Klara Fey, geboren am 11. April 1815 in Aachen, war das Kind einer angesehenen, begüterten und braven Familie. Schon mit fünf Jahren verlor sie den Vater; die Mutter Katharina leitete ihr Erziehung in echt christlichem Geist. Einfluss auf ihre Entwicklung übte in jener Zeit auch die Dichterin und Konvertitin Luise Hensel, die als Lehrerin an der Realschule wirkte, die Klara besuchte. Nach Abschluss ihrer Ausbildung führte die hochgesinnte Jungfrau im häuslichen Kreis ein ihrer Geistesrichtung entsprechendes, zurückgezogenes, wohlgeordnetes, mit nützlicher Tätigkeit ausgefülltes Leben, dem echte Frömmigkeit und christliche Nächstenliebe den Stempel aufdrückten. Eifrige Lektüre, nicht von Romanen, sondern der Heiligen Schrift, der Leben und Lehren der Heiligen und anderer geistlicher Bücher förderten die innere Weiterentwicklung. Die Kunstfertigkeit in feinen Handarbeiten übte sie an Paramenten für die Pfarrkirche.
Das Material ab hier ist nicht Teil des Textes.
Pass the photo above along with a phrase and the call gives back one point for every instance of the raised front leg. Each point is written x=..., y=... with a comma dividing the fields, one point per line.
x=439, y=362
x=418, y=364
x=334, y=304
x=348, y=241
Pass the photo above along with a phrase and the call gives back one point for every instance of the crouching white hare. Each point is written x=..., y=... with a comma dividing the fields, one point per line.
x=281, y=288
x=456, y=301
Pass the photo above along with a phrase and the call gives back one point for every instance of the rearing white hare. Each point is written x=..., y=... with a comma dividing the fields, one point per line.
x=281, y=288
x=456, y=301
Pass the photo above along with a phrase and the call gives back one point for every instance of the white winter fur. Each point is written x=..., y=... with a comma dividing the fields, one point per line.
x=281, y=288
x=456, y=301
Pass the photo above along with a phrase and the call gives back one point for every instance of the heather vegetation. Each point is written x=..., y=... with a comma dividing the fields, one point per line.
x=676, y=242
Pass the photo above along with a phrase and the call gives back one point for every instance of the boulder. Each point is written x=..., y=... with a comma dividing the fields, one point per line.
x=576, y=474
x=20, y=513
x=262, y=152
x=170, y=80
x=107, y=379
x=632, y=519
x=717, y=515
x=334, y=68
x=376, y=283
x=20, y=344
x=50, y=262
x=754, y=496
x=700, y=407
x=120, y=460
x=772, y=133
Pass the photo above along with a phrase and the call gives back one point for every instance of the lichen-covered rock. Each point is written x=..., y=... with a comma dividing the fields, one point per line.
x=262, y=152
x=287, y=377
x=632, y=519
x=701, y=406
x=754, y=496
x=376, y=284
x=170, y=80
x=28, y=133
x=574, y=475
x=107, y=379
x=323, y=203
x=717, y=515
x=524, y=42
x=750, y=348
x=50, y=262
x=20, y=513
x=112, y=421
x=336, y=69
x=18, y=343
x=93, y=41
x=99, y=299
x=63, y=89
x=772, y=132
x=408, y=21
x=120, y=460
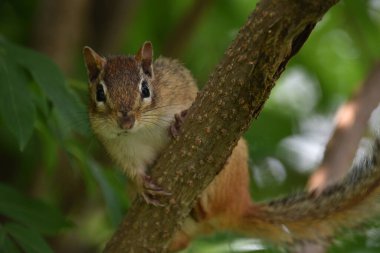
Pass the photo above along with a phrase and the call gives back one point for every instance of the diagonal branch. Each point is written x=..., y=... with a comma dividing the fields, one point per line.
x=233, y=96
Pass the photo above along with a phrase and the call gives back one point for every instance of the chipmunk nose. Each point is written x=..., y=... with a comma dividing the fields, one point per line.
x=126, y=120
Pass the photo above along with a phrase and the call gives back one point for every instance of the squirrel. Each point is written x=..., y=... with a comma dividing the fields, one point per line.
x=136, y=102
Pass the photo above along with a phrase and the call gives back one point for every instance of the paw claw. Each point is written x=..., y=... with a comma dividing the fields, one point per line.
x=178, y=121
x=151, y=190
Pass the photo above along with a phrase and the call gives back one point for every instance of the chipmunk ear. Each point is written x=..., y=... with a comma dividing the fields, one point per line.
x=94, y=63
x=145, y=57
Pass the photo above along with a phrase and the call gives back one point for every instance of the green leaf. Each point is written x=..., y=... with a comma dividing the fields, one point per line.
x=30, y=212
x=112, y=202
x=8, y=246
x=51, y=80
x=16, y=105
x=27, y=239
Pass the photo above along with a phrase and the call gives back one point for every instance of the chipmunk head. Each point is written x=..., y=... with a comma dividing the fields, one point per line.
x=121, y=89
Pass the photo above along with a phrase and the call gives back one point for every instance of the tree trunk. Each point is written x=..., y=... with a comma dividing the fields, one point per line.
x=221, y=113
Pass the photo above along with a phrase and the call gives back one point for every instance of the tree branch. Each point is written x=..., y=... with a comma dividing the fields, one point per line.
x=351, y=121
x=233, y=96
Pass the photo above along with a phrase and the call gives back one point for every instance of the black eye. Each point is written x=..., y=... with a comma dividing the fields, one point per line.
x=145, y=93
x=100, y=96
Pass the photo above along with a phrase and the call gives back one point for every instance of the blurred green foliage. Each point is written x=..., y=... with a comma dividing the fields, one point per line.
x=59, y=188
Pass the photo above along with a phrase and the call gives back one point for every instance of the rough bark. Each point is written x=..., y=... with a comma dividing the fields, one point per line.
x=234, y=95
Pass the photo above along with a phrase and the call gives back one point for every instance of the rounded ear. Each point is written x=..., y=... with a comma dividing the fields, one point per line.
x=94, y=63
x=145, y=57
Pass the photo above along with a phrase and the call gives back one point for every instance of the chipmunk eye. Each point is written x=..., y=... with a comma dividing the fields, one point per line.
x=145, y=93
x=100, y=95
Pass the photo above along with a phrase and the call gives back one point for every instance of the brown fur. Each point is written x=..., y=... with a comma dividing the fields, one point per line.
x=226, y=203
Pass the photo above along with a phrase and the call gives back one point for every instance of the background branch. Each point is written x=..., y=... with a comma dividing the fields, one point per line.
x=351, y=123
x=233, y=96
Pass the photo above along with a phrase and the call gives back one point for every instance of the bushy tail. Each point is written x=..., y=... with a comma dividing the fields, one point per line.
x=308, y=216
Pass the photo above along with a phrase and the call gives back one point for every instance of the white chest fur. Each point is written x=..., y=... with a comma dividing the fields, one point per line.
x=134, y=152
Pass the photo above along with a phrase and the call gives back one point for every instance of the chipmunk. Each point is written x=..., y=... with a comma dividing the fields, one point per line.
x=135, y=100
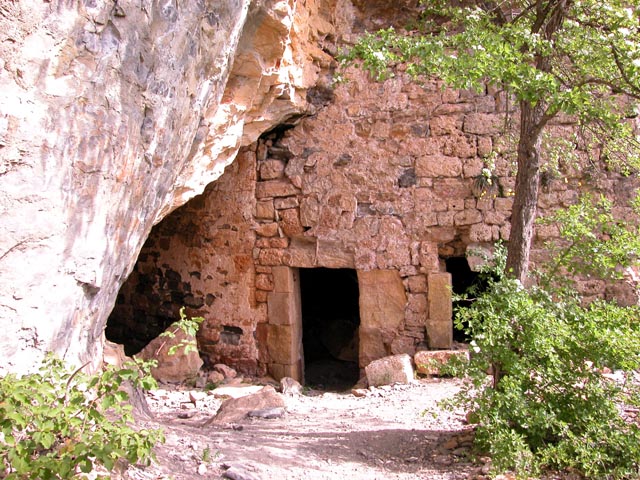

Eine zarte Gewissenhaftigkeit zeichnete sie aus, besonders im Reden über den Nächsten. „Ach, lasst uns doch nicht sündigen,“ mit diesen Worten machte sie Gesprächen gegen die Liebe ein Ende. Oftmaliger Kommunionempfang brachte stärkende Nahrung für das Seelenleben und führte die heilsbegierige Jüngerin des Heilandes in ihrem Sinnen und Lieben immer näher zum eucharistischen Zelt. Der Besuch und die Unterstützung von Kranken und Armen war ihr eine liebe Beschäftigung, eine Gott schuldige und aus Liebe zu Gott zu verrichtende Berufsaufgabe. Und wirklich sollte die Liebestätigkeit für den Nächsten, und zwar in der bestimmten Richtung der Sorge für die Jugend, ihr künftiger Beruf werden. Bald zeigte es sich, wie die Vorsehung sie dazu führte.

 

Unter den Arbeiterkindern der aufblühenden Industriestadt Aachen herrschte eine traurige Verwahrlosung. Klaras Bruder Andreas, der Kaplan in der Pfarrei St. Paul in Aachen war – ein zweiter Bruder hatte sich dem Redemptoristenorden zugewendet -, machte seine Schwester und ihre Freundinnen, die sich ihren Liebeswerken angeschlossen hatten, auf diesen Missstand aufmerksam. Noch am gleichen Sonntagabend wurde von den jugendlich begeisterten Fräuleins beschlossen, eine Schule für arme Kinder zu gründen. Der Entschluss wurde auch wirklich am 3. Februar 1837 ausgeführt. Klara Fey war damals 22 Jahre alt. In dem Kreis der „heiligen Fräulein“, wie sie von den Aachenern genannt wurden, ragten Anna von Lommessem, später Ordensfrau vom Heiligen Herzen, und die nachmaligen Ordensstifterinnen Pauline von Mallinckrodt und Franziska Schervier hervor. Über diese so ausgezeichneten Gefährtinnen wie über die Herzen der Kinder besaß Klara Fey, obwohl zart und kränklich, durch ihre Ruhe, Klugheit und Sanftmut einen tiefen, nachhaltigen Einfluss. Wie es in solchen Fällen, bei einem von jungen, frommen Mädchen unternommenen Werk begreiflicherweise geschieht, war das Urteil der Welt zunächst nicht gerade günstig. Indessen war Kopf und Herz dieser Wackeren von etwas anderem eingenommen als von einem „Spiel, das sich von selbst aufhören würde“, noch weniger waren sie „verrückt“, wie die ganz Liebenswürdigen meinten. Sie hörten nicht auf. Das Unternehmen entwickelte sich segensreich und führte ganz unmerklich zur Gründung einer neuen religiösen Genossenschaft. Wie so oft in der Geschichte der Orden zeigt sich auch hier die sanfte, sichere Führung des Geistes Gottes, der das Kleine und Verborgene erwählt und in stiller Entwicklung Großes daraus erwachsen lässt.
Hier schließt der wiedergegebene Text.